What happens next — predictions
Three calls follow from the framework. First, through 2026 the stock tracks the backlog and the macro: with the order book locked, NVDA’s path is set more by the rate environment and risk appetite than by demand surprises, which is why the base case sits near the $250 consensus rather than the $300-plus high targets. Second, 2028 is the multiple-compression year — as year-over-year growth slows from 80%-plus toward the mid-20s, expect the market to re-rate the P/E lower even as EPS climbs, capping the base case near $380 despite far higher profits. Third, by 2030 the dispersion is enormous because it is almost entirely a valuation question: the same roughly $21 of EPS supports $300 in a Cisco-style reset and $900 if Nvidia is still treated as a premium compounder.
For longer-horizon investors, the discipline is to separate the company from the stock. Nvidia the business is very likely larger, more profitable and still dominant in 2030. Nvidia the stock depends on a multiple no model can pin down — which is exactly why a credible forecast must be a range, not a point. The comparable AI-infrastructure names round out the picture in our Intel stock forecast.
FAQ
What is the Nvidia (NVDA) price prediction for 2026?
This analysis models a 2026 base case near $250, a bull case around $330 and a bear case near $150, anchored to Morgan Stanley’s scenarios and the $250-$500 Street range. The consensus 12-month target across 38 analysts is roughly $300, with the stock at $192.53 on June 26, 2026.
Where could NVDA stock be in 2030?
The 2030 base case here is about $520, with a bull case near $900 and a bear case around $300. The wide range reflects valuation, not demand: the same roughly $21 of projected EPS supports very different prices depending on the price-to-earnings multiple the market pays.
Why is the multiple more important than AI demand?
Near-term demand is largely locked by a $500 billion Blackwell and Rubin backlog. The bigger uncertainty is whether the market keeps paying 35-40 times earnings as growth slows. History — notably Cisco after 2000 — shows an infrastructure leader’s revenue can keep rising while the stock stalls on multiple compression.
How does China affect the Nvidia forecast?
US export controls have excluded roughly $50 billion of annual China data-center revenue from FY2027 guidance. Tighter controls widen the bear case, while an approved restart of H200 sales to China — already under way — is potential upside not fully reflected in consensus estimates.
Is Nvidia stock a buy at these levels?
That depends on your view of the multiple and your risk tolerance, not on this article. The bull-bear spread is unusually wide precisely because reasonable investors disagree on valuation. This piece is informational analysis, not a recommendation; see the disclaimer below.
What are the biggest risks to this Nvidia forecast?

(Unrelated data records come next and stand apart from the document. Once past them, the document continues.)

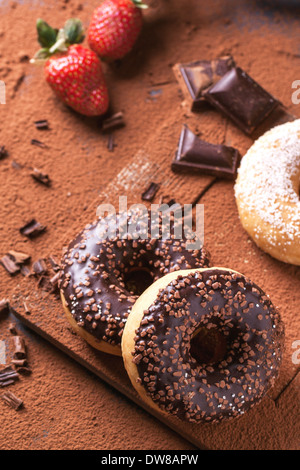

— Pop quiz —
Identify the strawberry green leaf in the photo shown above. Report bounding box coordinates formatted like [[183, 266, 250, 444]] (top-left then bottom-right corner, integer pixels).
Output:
[[64, 18, 84, 44], [36, 18, 58, 48]]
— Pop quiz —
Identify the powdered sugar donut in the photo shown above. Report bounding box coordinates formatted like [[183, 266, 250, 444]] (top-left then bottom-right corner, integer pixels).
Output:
[[235, 119, 300, 265]]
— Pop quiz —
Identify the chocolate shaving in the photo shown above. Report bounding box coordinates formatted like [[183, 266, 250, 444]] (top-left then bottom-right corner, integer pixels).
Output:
[[0, 145, 8, 160], [7, 250, 31, 265], [102, 112, 125, 132], [1, 391, 23, 411], [0, 299, 9, 315], [48, 256, 61, 272], [142, 182, 159, 201], [31, 139, 47, 148], [12, 335, 26, 359], [50, 272, 61, 289], [17, 366, 32, 375], [11, 160, 23, 170], [23, 302, 31, 315], [107, 134, 116, 152], [34, 119, 49, 130], [0, 367, 19, 387], [30, 168, 51, 186], [0, 255, 20, 276], [20, 219, 46, 238], [11, 359, 27, 367], [32, 259, 47, 276], [21, 266, 31, 277], [172, 125, 241, 179], [8, 323, 18, 335]]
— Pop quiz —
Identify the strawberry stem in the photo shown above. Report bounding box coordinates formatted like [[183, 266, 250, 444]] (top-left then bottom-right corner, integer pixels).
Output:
[[132, 0, 149, 10], [30, 18, 84, 63]]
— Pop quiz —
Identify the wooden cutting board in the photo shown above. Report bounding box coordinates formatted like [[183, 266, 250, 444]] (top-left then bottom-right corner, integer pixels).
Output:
[[11, 110, 300, 449]]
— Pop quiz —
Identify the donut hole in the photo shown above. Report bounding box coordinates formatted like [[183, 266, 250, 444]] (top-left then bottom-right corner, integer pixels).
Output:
[[124, 268, 153, 295], [190, 327, 227, 364]]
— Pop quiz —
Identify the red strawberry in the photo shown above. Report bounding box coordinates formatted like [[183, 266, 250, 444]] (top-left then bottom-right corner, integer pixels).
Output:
[[88, 0, 147, 60], [31, 19, 109, 116], [45, 45, 109, 116]]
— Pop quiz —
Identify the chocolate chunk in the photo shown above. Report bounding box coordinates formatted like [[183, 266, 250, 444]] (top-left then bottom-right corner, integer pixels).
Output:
[[0, 255, 20, 276], [34, 119, 49, 130], [0, 145, 7, 160], [0, 299, 9, 315], [172, 125, 241, 179], [1, 392, 23, 411], [8, 250, 31, 265], [142, 182, 159, 201], [12, 335, 26, 359], [31, 139, 47, 148], [21, 266, 31, 277], [30, 168, 51, 186], [204, 67, 279, 135], [20, 219, 46, 238], [32, 259, 47, 276], [48, 256, 61, 272], [173, 56, 235, 111], [107, 134, 116, 152], [0, 366, 19, 387], [102, 112, 125, 132]]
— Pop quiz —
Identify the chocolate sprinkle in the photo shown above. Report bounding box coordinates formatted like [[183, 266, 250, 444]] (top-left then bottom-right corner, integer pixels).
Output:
[[142, 182, 159, 202]]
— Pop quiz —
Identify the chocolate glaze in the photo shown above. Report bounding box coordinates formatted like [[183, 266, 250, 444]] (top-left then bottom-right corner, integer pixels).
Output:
[[60, 212, 209, 345], [132, 268, 284, 422]]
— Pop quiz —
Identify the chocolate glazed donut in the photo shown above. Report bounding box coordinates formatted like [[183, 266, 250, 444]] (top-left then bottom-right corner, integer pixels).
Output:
[[60, 211, 209, 355], [122, 268, 284, 423]]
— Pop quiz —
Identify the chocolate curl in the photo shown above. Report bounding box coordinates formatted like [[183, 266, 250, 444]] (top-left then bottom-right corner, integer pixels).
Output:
[[0, 299, 9, 315], [12, 336, 26, 359], [1, 392, 23, 411]]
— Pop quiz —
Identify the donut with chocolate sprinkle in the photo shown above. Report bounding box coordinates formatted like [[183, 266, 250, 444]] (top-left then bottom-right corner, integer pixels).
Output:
[[122, 267, 284, 423], [60, 209, 209, 355]]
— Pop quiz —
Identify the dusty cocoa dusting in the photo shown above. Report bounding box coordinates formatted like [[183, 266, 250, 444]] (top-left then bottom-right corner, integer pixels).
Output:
[[0, 0, 300, 449]]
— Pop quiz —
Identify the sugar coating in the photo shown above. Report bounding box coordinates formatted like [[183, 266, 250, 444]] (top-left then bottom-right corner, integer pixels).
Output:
[[234, 119, 300, 250]]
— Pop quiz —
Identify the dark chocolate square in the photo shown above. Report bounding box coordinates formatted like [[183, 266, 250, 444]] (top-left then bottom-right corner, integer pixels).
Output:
[[204, 67, 279, 135], [174, 56, 235, 110], [172, 125, 241, 179]]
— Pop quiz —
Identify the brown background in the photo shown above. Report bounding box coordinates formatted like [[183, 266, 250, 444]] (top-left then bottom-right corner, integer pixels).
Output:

The primary risk is valuation: a fall in the price-to-earnings multiple toward the mid-teens would cap or cut the stock even if revenue keeps rising, the Cisco-after-2000 scenario. Secondary risks include a faster-than-expected slowdown in AI capital spending by hyperscalers, share loss to custom ASICs and AMD, tighter US-China export controls widening the roughly $50 billion China gap, and any slip in TSMC’s advanced-packaging capacity that constrains Blackwell and Rubin shipments.
Disclaimer: This article is informational analysis only and is not financial, investment, or trading advice. Equities are volatile and can lose value rapidly; price targets are scenario estimates based on stated assumptions and are not guarantees. Past performance and analyst forecasts do not assure future results. Do your own research and consult a regulated financial adviser before making any investment decision.